70% dos empresários dizem que sucesso depende das ligações políticas

Inquérito europeu revela que corrupção é um problema crescente para os empresários portugueses que são dos que mais destacam os impactos negativos destes crimes nos negócios.

Setenta por cento dos empresários portugueses acreditam que só quem tem ligações políticas consegue ter sucesso nos negócios. O número está num relatório da União Europeia sobre "As atitudes das empresas perante a corrupção".

O inquérito feito no final de 2017 pelo Eurobarómetro da Comissão Europeia mostra que 58% das empresas portuguesas dizem que a corrupção é um problema nos negócios que fazem, mais 9 pontos percentuais que num inquérito idêntico feito há dois anos. Perto de 86% argumentam ainda que a corrupção está generalizada no país.

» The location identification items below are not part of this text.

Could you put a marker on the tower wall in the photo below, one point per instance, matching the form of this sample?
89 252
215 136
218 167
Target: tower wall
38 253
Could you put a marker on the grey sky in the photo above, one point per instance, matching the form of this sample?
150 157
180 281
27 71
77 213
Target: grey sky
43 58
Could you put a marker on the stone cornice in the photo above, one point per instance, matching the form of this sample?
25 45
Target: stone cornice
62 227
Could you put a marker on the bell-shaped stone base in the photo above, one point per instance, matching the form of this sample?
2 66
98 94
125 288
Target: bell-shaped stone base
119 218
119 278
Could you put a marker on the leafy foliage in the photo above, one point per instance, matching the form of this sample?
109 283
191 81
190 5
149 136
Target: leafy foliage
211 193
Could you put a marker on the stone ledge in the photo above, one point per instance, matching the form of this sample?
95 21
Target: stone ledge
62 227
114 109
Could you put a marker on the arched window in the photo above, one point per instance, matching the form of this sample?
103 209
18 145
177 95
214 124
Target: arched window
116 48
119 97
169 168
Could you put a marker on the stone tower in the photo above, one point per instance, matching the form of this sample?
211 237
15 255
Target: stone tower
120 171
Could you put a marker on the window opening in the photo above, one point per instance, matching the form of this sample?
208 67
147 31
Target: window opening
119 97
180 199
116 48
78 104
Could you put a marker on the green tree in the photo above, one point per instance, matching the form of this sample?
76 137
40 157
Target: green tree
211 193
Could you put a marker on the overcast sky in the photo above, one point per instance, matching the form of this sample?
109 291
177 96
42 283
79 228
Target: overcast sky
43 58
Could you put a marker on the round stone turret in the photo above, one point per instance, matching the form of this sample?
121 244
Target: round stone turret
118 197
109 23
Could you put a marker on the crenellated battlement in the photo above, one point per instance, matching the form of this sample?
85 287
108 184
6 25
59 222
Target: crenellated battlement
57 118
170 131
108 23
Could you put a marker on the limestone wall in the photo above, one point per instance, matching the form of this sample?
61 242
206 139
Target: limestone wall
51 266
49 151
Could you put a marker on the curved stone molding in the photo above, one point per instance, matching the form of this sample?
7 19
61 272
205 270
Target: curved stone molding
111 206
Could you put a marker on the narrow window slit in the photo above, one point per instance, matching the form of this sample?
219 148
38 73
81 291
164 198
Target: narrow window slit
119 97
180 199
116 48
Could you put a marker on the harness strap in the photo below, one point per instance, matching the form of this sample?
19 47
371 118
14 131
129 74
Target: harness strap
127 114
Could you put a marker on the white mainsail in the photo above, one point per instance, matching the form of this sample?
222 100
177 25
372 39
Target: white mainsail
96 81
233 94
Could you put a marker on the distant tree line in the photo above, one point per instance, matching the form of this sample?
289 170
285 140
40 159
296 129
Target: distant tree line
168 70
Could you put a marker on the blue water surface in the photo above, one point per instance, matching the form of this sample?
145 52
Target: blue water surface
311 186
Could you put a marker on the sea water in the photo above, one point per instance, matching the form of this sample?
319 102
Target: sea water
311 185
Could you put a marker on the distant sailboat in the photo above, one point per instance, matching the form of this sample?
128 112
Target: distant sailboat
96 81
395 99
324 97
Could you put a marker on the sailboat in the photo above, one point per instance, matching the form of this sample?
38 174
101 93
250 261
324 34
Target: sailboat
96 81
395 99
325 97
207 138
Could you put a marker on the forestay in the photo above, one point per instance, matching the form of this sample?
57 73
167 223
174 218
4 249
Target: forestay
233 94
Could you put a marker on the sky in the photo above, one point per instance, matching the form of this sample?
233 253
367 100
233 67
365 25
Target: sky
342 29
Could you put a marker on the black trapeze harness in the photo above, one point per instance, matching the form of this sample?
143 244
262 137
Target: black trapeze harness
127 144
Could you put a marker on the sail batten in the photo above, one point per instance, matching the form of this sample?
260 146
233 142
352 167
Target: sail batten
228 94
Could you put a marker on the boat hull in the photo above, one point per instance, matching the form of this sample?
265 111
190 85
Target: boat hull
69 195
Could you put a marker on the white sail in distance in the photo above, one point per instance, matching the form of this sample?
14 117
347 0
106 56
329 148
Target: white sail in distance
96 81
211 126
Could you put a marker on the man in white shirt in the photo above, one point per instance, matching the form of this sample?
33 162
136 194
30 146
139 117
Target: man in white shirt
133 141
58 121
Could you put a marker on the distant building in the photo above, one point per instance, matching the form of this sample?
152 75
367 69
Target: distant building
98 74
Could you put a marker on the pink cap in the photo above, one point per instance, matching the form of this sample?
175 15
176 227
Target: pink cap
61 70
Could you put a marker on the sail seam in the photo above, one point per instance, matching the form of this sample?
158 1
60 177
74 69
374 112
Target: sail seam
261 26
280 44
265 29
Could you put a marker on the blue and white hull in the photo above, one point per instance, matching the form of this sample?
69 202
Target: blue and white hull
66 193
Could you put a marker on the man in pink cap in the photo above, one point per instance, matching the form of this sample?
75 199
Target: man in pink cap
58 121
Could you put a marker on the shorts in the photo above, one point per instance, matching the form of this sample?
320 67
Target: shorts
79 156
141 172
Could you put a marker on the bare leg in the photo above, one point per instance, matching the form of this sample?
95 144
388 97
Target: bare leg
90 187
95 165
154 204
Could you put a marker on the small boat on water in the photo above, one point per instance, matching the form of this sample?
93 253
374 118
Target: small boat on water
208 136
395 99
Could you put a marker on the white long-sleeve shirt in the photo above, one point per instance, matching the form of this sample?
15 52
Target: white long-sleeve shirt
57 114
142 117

O problema da corrupção em Portugal travará mesmo mais a economia e as empresas do que, por exemplo, as limitações das leis laborais, o acesso ao financiamento bancário, a falta de infraestruturas ou a burocracia.

A importância das ligações políticas

Há mesmo 70% das empresas que dizem que em Portugal a única forma de ter sucesso nos negócios é ter ligações políticas, o número mais elevado da Europa com Portugal a ficar no topo ao lado da Roménia. Neste ponto, o resultado deste inquérito feito no final de 2017 representa mesmo uma subida de quatro pontos percentuais em relação há dois anos.

Para os empresários portugueses a forma mais comum de corrupção é o favorecimento de amigos ou familiares em instituições públicas, prática que para 59% dos homens de negócios está generalizada em Portugal, o valor mais alto da União Europeia e a subir nos últimos dois anos (+4 pontos percentuais).

Setenta e um por cento dos empresários nacionais detetam pelo menos três ou mais práticas de corrupção generalizadas no país.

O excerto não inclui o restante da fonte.